On preview: GuyZero's explanation of "lose" in terms of "losing a game," is good, and I hadn't thought of it that way before. Of course, the game is not a thing that you can take home with you after you win it, and revenue is.
posted by bingo at 11:52 AM on January 2, 2007


I don't like the Nordstrom example. That's reducing revenue now for greater revenue in the long-term. You could run different models which show that with meetings revenues over a given time frame increase some percent. If you are making the time frame over the course of a day, it does not make sense to do the meeting. Few shareholders would see their value increased if we treat every day of sales as a mutually exclusive event.
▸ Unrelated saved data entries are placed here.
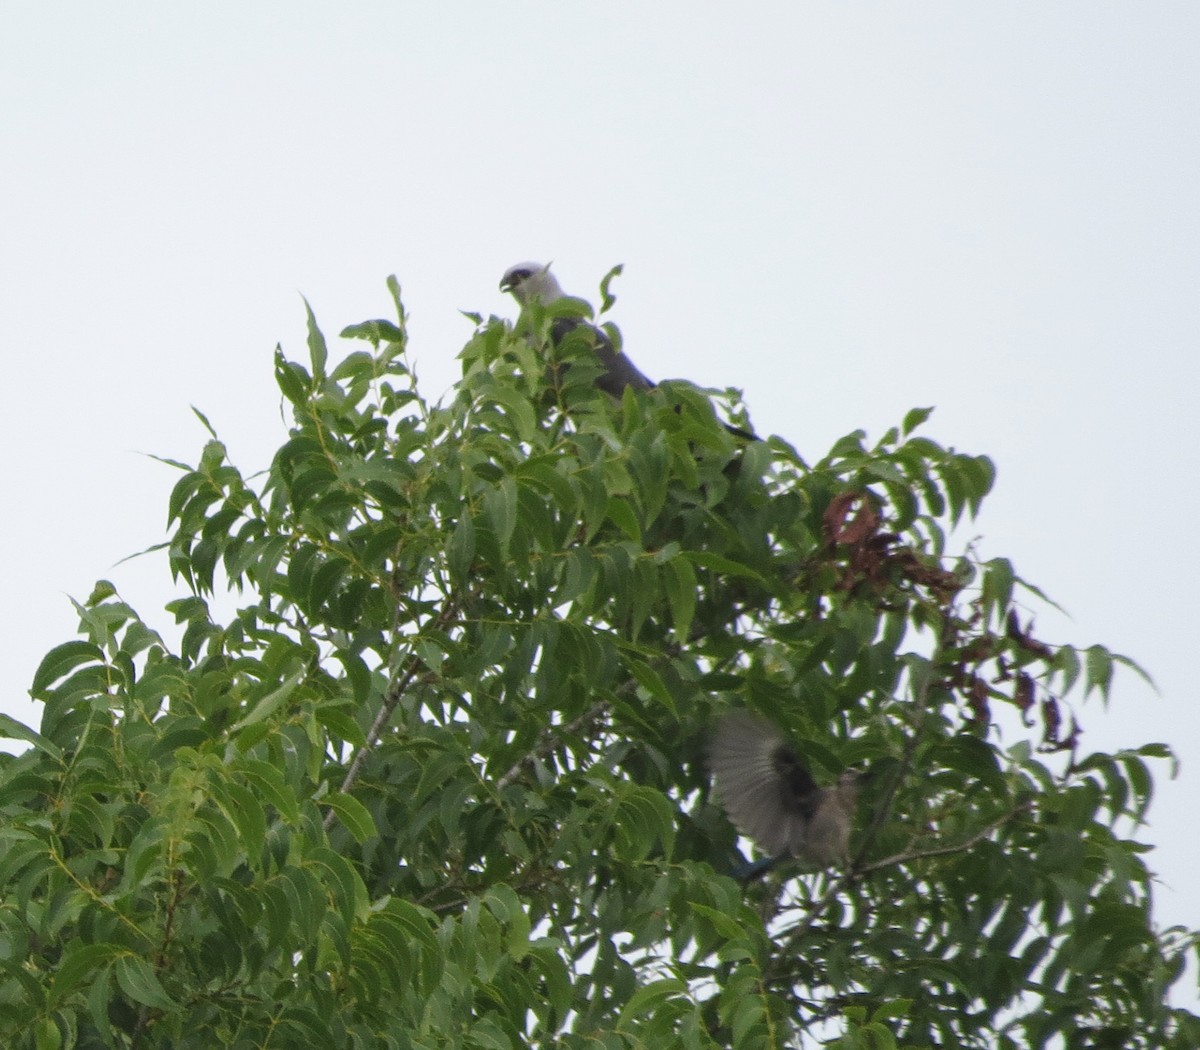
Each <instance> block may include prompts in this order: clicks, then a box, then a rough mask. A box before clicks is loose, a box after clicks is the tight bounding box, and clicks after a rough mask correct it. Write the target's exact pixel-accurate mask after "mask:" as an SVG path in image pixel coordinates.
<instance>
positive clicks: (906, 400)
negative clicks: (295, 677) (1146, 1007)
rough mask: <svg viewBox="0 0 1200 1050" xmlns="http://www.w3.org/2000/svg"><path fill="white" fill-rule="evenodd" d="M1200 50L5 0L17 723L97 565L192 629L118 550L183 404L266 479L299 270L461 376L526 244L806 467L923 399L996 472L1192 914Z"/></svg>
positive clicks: (224, 5)
mask: <svg viewBox="0 0 1200 1050" xmlns="http://www.w3.org/2000/svg"><path fill="white" fill-rule="evenodd" d="M1198 55H1200V5H1198V4H1195V2H1194V0H1187V2H1164V0H1156V2H1152V4H1148V2H1122V4H1114V2H1096V0H1087V2H1043V0H1038V2H1014V0H1006V2H1003V4H1001V2H992V4H962V2H954V0H946V2H936V0H926V2H922V4H912V2H910V4H871V2H860V4H854V5H847V4H834V2H828V4H805V2H796V0H791V2H776V4H758V5H755V6H752V7H749V8H748V7H745V6H743V7H742V8H739V10H738V11H734V10H733V6H732V5H730V4H727V2H722V4H715V2H696V0H690V2H656V4H654V5H653V6H652V5H649V4H644V2H606V4H604V5H600V4H589V5H584V4H578V5H568V4H557V2H527V0H511V2H506V4H503V5H499V4H482V2H476V4H450V2H448V4H439V5H432V4H403V2H390V4H385V2H358V4H354V5H332V4H316V2H295V0H292V2H287V4H284V2H257V4H253V5H246V4H242V2H238V4H232V2H206V4H204V5H174V4H170V5H167V4H161V5H148V4H122V2H109V4H102V5H101V4H91V2H83V0H77V2H59V4H36V5H35V4H23V5H17V4H2V5H0V100H2V102H0V181H2V185H4V192H2V193H0V347H2V360H4V366H5V374H6V384H5V386H6V391H7V396H6V398H5V402H6V410H5V413H4V415H2V419H0V426H2V436H4V448H5V449H7V457H6V473H7V484H6V485H5V491H6V493H7V494H6V497H5V505H6V509H7V512H6V514H5V517H4V526H2V529H4V533H2V535H4V541H5V548H6V550H8V551H10V568H8V571H7V572H6V574H5V575H6V580H7V581H8V586H7V587H6V594H5V600H4V601H2V602H0V616H2V623H0V637H2V638H4V644H5V660H4V662H2V668H0V676H2V678H0V709H2V710H6V712H8V713H11V714H13V715H16V716H17V718H20V719H23V720H25V721H30V722H32V724H34V725H35V726H36V725H37V721H38V719H40V712H38V710H37V709H36V708H35V706H34V704H31V703H30V702H29V697H28V688H29V683H30V679H31V677H32V672H34V670H35V667H36V666H37V664H38V661H40V659H41V656H42V654H44V652H46V650H47V649H49V648H50V647H52V646H54V644H58V643H60V642H62V641H66V640H67V638H70V637H71V636H72V635H73V632H74V629H76V618H74V616H73V611H72V608H71V605H70V601H68V600H67V595H73V596H76V598H78V599H83V598H85V596H86V594H88V593H89V590H90V588H91V584H92V582H94V581H95V580H96V578H98V577H108V578H112V580H113V581H114V582H115V583H116V584H118V587H119V588H120V589H121V593H122V594H124V596H125V598H126V599H127V600H128V601H131V602H132V604H133V605H134V606H136V607H137V608H138V610H139V611H140V613H142V614H143V617H144V618H146V619H148V620H150V622H151V623H152V624H155V625H158V626H162V628H167V626H168V625H169V623H170V618H169V617H168V616H167V614H166V613H163V612H162V605H163V604H164V602H166V601H168V600H169V599H170V598H172V596H174V595H175V592H174V590H173V588H172V587H170V583H169V575H168V572H167V569H166V560H164V558H162V557H157V556H156V557H149V558H143V559H138V560H136V562H131V563H125V564H121V565H119V566H115V563H116V562H118V560H119V559H121V558H124V557H125V556H127V554H130V553H133V552H134V551H139V550H143V548H145V547H148V546H150V545H152V544H155V542H158V541H161V540H162V539H163V538H164V523H166V505H167V496H168V493H169V491H170V487H172V485H173V484H174V482H175V480H176V478H178V475H176V473H175V472H173V470H170V469H169V468H166V467H163V466H161V464H158V463H156V462H155V461H152V460H149V458H146V457H145V456H144V455H142V454H145V452H154V454H157V455H163V456H169V457H175V458H181V460H186V461H191V462H194V460H196V458H197V455H198V451H199V449H200V446H202V444H203V442H204V438H205V434H204V432H203V431H202V428H200V426H199V424H198V422H197V421H196V419H194V416H193V415H192V413H191V410H190V408H188V406H190V404H196V406H197V407H199V408H200V409H203V410H204V412H205V413H206V414H208V416H209V418H210V419H211V421H212V424H214V426H215V427H216V428H217V431H218V433H220V434H221V437H222V438H223V439H224V440H226V443H227V444H228V446H229V450H230V455H232V457H233V460H234V462H235V463H238V464H239V466H240V467H241V468H242V470H244V473H247V474H248V473H252V472H253V470H256V469H259V468H263V467H265V466H266V464H268V462H269V460H270V456H271V454H272V451H274V450H275V448H276V446H277V445H278V444H280V443H281V439H282V437H283V432H284V431H283V424H282V422H281V418H280V409H278V394H277V390H276V388H275V384H274V379H272V376H271V352H272V349H274V347H275V344H276V343H277V342H282V343H283V347H284V349H286V350H287V352H288V353H289V354H290V355H292V356H299V358H301V359H302V356H304V354H305V344H304V310H302V305H301V301H300V295H301V294H302V295H305V296H307V298H308V300H310V301H311V304H312V306H313V310H314V312H316V314H317V318H318V320H319V322H320V323H322V325H323V328H324V329H325V332H326V335H328V336H329V337H330V338H331V340H332V338H334V336H335V335H336V332H337V331H340V330H341V328H342V326H343V325H346V324H349V323H354V322H359V320H364V319H367V318H371V317H380V316H384V317H385V316H389V312H390V306H389V299H388V294H386V289H385V286H384V282H385V278H386V276H388V275H389V274H396V276H397V277H398V280H400V282H401V284H402V287H403V292H404V299H406V304H407V306H408V308H409V311H410V313H412V337H413V344H412V346H413V356H414V358H415V360H416V362H418V370H419V374H420V377H421V380H422V386H424V389H425V392H426V394H427V396H430V397H431V398H434V400H436V398H437V397H439V396H442V395H443V394H444V392H445V391H448V390H449V388H450V386H451V384H452V383H454V380H455V378H456V374H457V362H456V354H457V352H458V349H460V348H461V346H462V343H463V342H464V341H466V340H467V338H468V336H469V335H470V331H472V326H470V323H469V322H467V320H466V319H463V318H462V316H461V314H460V312H458V311H462V310H467V311H476V312H481V313H484V314H485V316H486V314H488V313H502V314H509V316H510V314H511V313H512V312H514V306H512V304H511V302H509V301H508V300H506V298H505V296H502V294H500V293H499V290H498V289H497V283H498V281H499V276H500V274H502V272H503V271H504V269H505V268H506V266H508V265H509V264H511V263H514V262H518V260H523V259H542V260H548V259H553V260H554V269H556V271H557V272H558V275H559V277H560V280H562V282H563V283H564V286H565V287H566V288H568V290H570V292H574V293H577V294H581V295H583V296H586V298H590V299H593V300H595V298H596V287H598V284H599V282H600V278H601V277H602V276H604V274H605V272H606V271H607V270H608V269H610V268H611V266H612V265H613V264H616V263H624V264H625V272H624V275H623V276H622V277H619V278H618V281H617V282H616V284H614V290H616V292H617V294H618V296H619V298H618V302H617V306H616V307H614V311H613V314H612V317H613V319H614V320H616V322H617V323H618V324H619V325H620V328H622V331H623V334H624V337H625V348H626V349H628V350H629V353H630V354H631V356H632V358H634V359H635V360H636V361H637V364H638V366H640V367H641V368H642V371H644V372H646V373H647V374H649V376H652V377H656V378H668V377H678V376H684V377H688V378H690V379H692V380H695V382H697V383H701V384H706V385H713V386H726V385H734V386H738V388H740V389H743V390H744V392H745V397H746V402H748V404H749V407H750V410H751V414H752V420H754V424H755V427H756V428H757V430H758V431H760V432H775V433H780V434H782V436H784V437H786V438H787V439H788V440H790V442H792V443H793V444H794V445H796V446H797V448H798V449H799V450H800V451H802V454H804V455H805V456H806V457H809V458H810V460H812V458H817V457H820V456H821V455H822V452H823V451H824V450H827V449H828V446H829V445H830V443H832V442H833V440H834V439H836V438H838V437H840V436H841V434H844V433H847V432H850V431H853V430H856V428H859V427H862V428H864V430H866V431H868V432H869V434H870V436H871V437H872V438H877V437H878V436H880V434H882V432H883V431H884V430H887V428H888V427H889V426H892V425H894V424H896V422H899V421H900V419H901V418H902V415H904V413H905V412H906V410H907V409H910V408H912V407H914V406H929V404H932V406H936V407H937V410H936V413H935V414H934V416H932V419H931V420H930V422H929V424H928V425H926V427H925V433H926V434H928V436H929V437H932V438H934V439H935V440H938V442H941V443H942V444H947V445H953V446H955V448H958V449H960V450H964V451H970V452H984V454H988V455H990V456H991V457H992V458H994V460H995V462H996V464H997V467H998V481H997V486H996V490H995V493H994V496H992V497H991V499H990V500H989V502H988V503H986V504H985V506H984V514H983V515H982V517H980V520H979V521H978V522H977V523H976V526H974V528H973V530H972V533H971V534H968V535H967V536H965V538H964V539H967V538H970V535H972V534H978V535H982V536H983V541H982V553H983V554H984V556H985V557H994V556H998V554H1003V556H1008V557H1010V558H1013V559H1014V562H1015V564H1016V569H1018V571H1019V572H1020V574H1021V575H1022V576H1024V577H1026V578H1028V580H1031V581H1033V582H1036V583H1038V584H1039V586H1040V587H1042V588H1043V589H1044V590H1046V592H1048V593H1049V594H1050V595H1051V596H1052V598H1055V599H1056V600H1057V601H1058V602H1061V604H1062V605H1063V606H1064V607H1066V608H1067V610H1068V612H1069V614H1070V616H1069V618H1063V617H1060V616H1056V614H1052V613H1051V612H1050V611H1043V612H1040V613H1039V614H1038V623H1037V626H1038V630H1039V634H1040V635H1042V636H1043V637H1046V638H1048V640H1049V641H1054V642H1073V643H1076V644H1080V646H1087V644H1091V643H1093V642H1100V643H1104V644H1106V646H1109V647H1110V648H1112V649H1116V650H1117V652H1121V653H1126V654H1129V655H1132V656H1134V658H1135V659H1136V660H1139V661H1140V662H1141V664H1142V665H1144V666H1145V667H1146V668H1147V670H1148V671H1150V672H1151V673H1152V674H1153V676H1154V678H1156V680H1157V683H1158V685H1159V694H1156V692H1154V691H1153V690H1151V689H1148V688H1147V686H1145V685H1144V684H1142V683H1140V682H1139V680H1138V679H1136V678H1135V677H1134V676H1132V674H1123V676H1120V677H1118V678H1117V682H1116V690H1115V698H1114V702H1112V704H1111V708H1110V709H1109V710H1104V709H1103V707H1102V706H1100V704H1099V703H1098V702H1096V701H1094V700H1093V701H1092V702H1088V703H1086V704H1082V706H1081V707H1080V709H1079V716H1080V719H1081V720H1082V722H1084V726H1085V730H1086V732H1085V736H1084V738H1082V745H1084V748H1085V750H1108V751H1111V750H1115V749H1117V748H1120V746H1123V745H1135V744H1140V743H1146V742H1151V740H1165V742H1168V743H1170V744H1171V746H1172V748H1174V749H1175V750H1176V752H1177V755H1178V756H1180V757H1181V760H1182V763H1183V766H1182V772H1181V775H1180V776H1178V778H1177V779H1175V780H1170V779H1169V778H1168V769H1166V767H1165V766H1164V764H1162V763H1158V764H1157V766H1156V775H1157V779H1158V794H1157V800H1156V803H1154V806H1153V809H1152V811H1151V823H1150V827H1148V828H1144V829H1142V830H1141V832H1140V833H1139V835H1140V838H1141V839H1144V840H1146V841H1150V842H1153V844H1156V845H1157V846H1158V848H1157V850H1156V851H1154V852H1152V853H1150V854H1148V857H1147V860H1148V863H1150V865H1151V866H1152V868H1153V869H1154V870H1157V871H1158V872H1159V874H1160V876H1162V880H1163V884H1162V887H1160V888H1159V892H1158V906H1157V914H1158V918H1159V922H1160V924H1163V925H1169V924H1171V923H1182V924H1187V925H1190V926H1193V928H1195V926H1200V880H1198V878H1196V876H1195V874H1194V872H1195V868H1196V865H1198V862H1200V845H1198V836H1196V834H1195V823H1196V821H1195V808H1196V799H1198V797H1200V706H1198V696H1196V686H1195V664H1196V660H1195V647H1196V634H1198V631H1196V628H1198V623H1196V614H1195V611H1194V610H1195V600H1196V594H1198V592H1200V570H1198V568H1196V554H1195V548H1196V540H1195V529H1196V526H1198V521H1200V497H1198V484H1196V473H1198V472H1196V460H1198V457H1196V452H1195V449H1194V445H1195V442H1194V434H1195V431H1196V418H1198V413H1200V408H1198V406H1200V366H1198V360H1196V359H1198V350H1200V306H1198V302H1200V295H1198V292H1200V203H1198V202H1200V190H1198V187H1200V59H1198ZM335 347H336V344H335ZM335 353H336V349H335ZM1178 998H1180V1002H1181V1003H1186V1004H1190V1006H1193V1008H1198V1006H1196V998H1195V996H1194V989H1193V992H1187V994H1186V995H1184V996H1182V997H1178Z"/></svg>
I would not say lost revenue in that case.

I will revert back to saying that lost revenues are used in terms of incredibly improbable or unforeseen events (eschewing the fallacy that one should in reality, expect such extraneous events to happen, as they happen enough to not be improbable).

That said, I would not take anyone seriously if they used the term "lost revenue" repeatedly and it wasn't short hand for a more complex system already established. It is a very, very casual phrase. It lends itself too delving into middle-manager speak. I don't think I've seen it in any rigorous peer-review journal.
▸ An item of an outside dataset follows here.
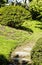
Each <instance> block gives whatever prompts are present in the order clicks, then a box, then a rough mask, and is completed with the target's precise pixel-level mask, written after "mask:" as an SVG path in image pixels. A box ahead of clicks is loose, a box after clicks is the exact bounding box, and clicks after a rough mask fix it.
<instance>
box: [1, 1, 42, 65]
mask: <svg viewBox="0 0 42 65" xmlns="http://www.w3.org/2000/svg"><path fill="white" fill-rule="evenodd" d="M39 37H42V1H41V0H32V1H31V2H30V7H29V9H28V10H27V9H25V8H24V7H22V6H19V5H17V6H13V5H9V6H4V7H1V8H0V63H1V64H0V65H8V64H7V62H9V61H10V54H11V53H12V52H13V50H15V48H16V47H19V46H23V45H26V44H28V43H29V42H31V41H32V42H33V43H35V42H36V41H37V42H36V45H35V46H34V48H33V52H32V53H31V55H32V56H31V58H32V60H33V63H34V65H37V64H39V65H42V59H41V58H42V54H41V53H42V52H40V51H41V49H42V38H40V39H39V40H37V39H38V38H39ZM31 45H32V43H31ZM37 50H38V52H37ZM34 51H35V52H34ZM38 56H39V57H38ZM38 59H39V61H38ZM40 59H41V60H40ZM1 61H2V62H3V63H2V62H1Z"/></svg>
The problem here is that "revenue" is a very specific, technical term. When used outside of that setting, it takes on a different meaning. "Lost revenue" is simply slang, it would not be prudent to appropriate another phrase (e.g., unrealized gains) and corrupt something else to apply to a specific instance.
posted by geoff. at 12:01 PM on January 2, 2007


bingo, I think the term is "falling short of revenue predictions." Or "Hume's Problem of Induction." Even so it was written into the contract what would happen on given conditions, they just fell short of internal expectations.
posted by geoff. at 12:10 PM on January 2, 2007


The money in question is still in the pockets of the people who were expected to spend it. It's their money. It will remain their money until they spend it somewhere else.

You would make a terrible businessman, letting customers walk around with your money in their pockets like that.

More seriously, the word "lost" does not mean what you think it means in this context. It doesn't imply that you had it the money and then lost it; it means you lost the opportunity to earn what you ordinarily earn. If you had an accident and couldn't work for six months, you'd call the money you didn't make during that time "lost wages" even though you never did the work that would have earned them for you. Reserving the term "lost wages" for instances in which your employer stiffed you on wages you'd earned, and that you decided not to go after, is just a topsy-turvy way of thinking about things.
posted by kindall at 1:07 PM on January 2, 2007


I may be able to change the tone of reports I make in a way that matters to me and the work that I do, and that I think will have an effect on the way that they are understood.

It certainly will—it will make them less likely to be understood. I'm really not trying to be a dick or put you down, but trying to change a commonly used term (even if just in your own usage) is not only fruitless but counterproductive. It's as if I, having decided television is a badly constructed word because it's half Latin and half Greek, started using teleorasis instead. It might satisfy me, but people would not understand what I meant. Seriously, get used to the term that's actually used and try to get over your qualms.